Actually, there really isn't much to say about this day. I sat on trains a lot.

Kokura 940 -> 1000 Shimonoseki
Shimonoseki 1003 -> 1155 Tokuyama
Tokuyama 1206 -> 1315 Iwakuni
Iwakuni 1320 -> 1535 Itosaki
Itosaki 1538 -> 1605 Fukuyama

My original plan involved getting off the train at Hiroshima for lunch and also taking an alternate train from Hiroshima->Kure->Mihara that would have gone along the coast, except that even the brief amounts of coast I saw on the Tokuyama-Iwakuni leg just weren't that exciting to me, plus it was really HOT inside the train on the sunny coastal side, so I figured, whatever, not worth the time. Also, lots of people got on and off the train at Hiroshima so I didn't feel like dealing with not being able to get a seat possibly on the next leg... and I wasn't that hungry when I reached Hiroshima anyway. So I just stayed on the Iwakuni-Itosaki train the entire way.

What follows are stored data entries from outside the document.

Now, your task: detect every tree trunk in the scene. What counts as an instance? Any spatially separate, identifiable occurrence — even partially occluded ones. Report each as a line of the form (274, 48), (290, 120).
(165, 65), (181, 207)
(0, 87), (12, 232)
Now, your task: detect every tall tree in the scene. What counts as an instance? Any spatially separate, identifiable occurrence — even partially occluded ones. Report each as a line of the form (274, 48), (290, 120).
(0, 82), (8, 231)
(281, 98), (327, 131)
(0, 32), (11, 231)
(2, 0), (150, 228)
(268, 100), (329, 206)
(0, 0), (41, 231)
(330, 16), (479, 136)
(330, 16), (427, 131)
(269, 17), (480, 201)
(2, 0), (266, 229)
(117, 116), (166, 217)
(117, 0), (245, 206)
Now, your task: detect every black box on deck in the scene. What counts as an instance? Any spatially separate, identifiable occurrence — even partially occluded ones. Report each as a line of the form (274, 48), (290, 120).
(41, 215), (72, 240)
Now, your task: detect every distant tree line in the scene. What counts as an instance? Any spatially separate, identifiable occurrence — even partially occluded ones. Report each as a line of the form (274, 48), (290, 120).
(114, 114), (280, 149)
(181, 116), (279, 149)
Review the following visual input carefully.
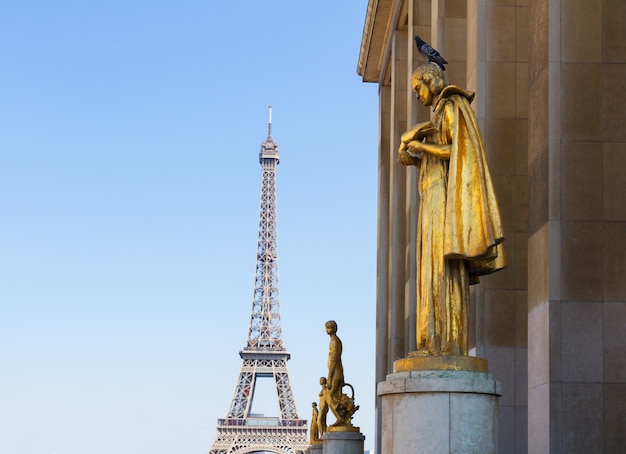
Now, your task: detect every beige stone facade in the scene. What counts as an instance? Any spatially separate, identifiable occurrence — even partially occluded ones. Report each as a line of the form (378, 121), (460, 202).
(358, 1), (626, 453)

There were some REALLY loud American military-looking guys on the train from Iwakuni to around Hiroshima. I could hear them from halfway up the train AND with my iPod on, and they NEVER stopped talking. No joke. I almost wanted to go tell them to shut up but figured it wasn't worth it, 3 military guys weren't worth messing with.

Fukuyama was because I noticed there was a Fukuyama->Okayama kaisoku train, and had never been to that station, and from a brief glance at my phone's "shuhen gurume" thing, it looked like there'd be a lot of options to eat at Fukuyama. It wasn't entirely true, but I found a Nakau and got some cheapo wafuu gyudon and a small udon soup with it too. This made my stomach hurt like hell about an hour later. Oops.

Fukuyama 1647 -> 1721 Kurashiki
Kurashiki 1741 -> 1926 Himeji
Himeji 1927 -> 2028 Osaka
Osaka 2033 -> 2156 Wakayama


And here I am.
And I hate this prefecture. On the other hand now at least I have spent more than 10 minutes here (it was probly the most iffy of my collected prefectures, the only time I'd spent here before was when I took a ferry from Tokushima to Wakayama, and walked from the Wakayama port to the Wakayama train station, and got on a train into Osaka.

I'm still debating what I want to do about the damn cat not being there tomorrow. Sigh.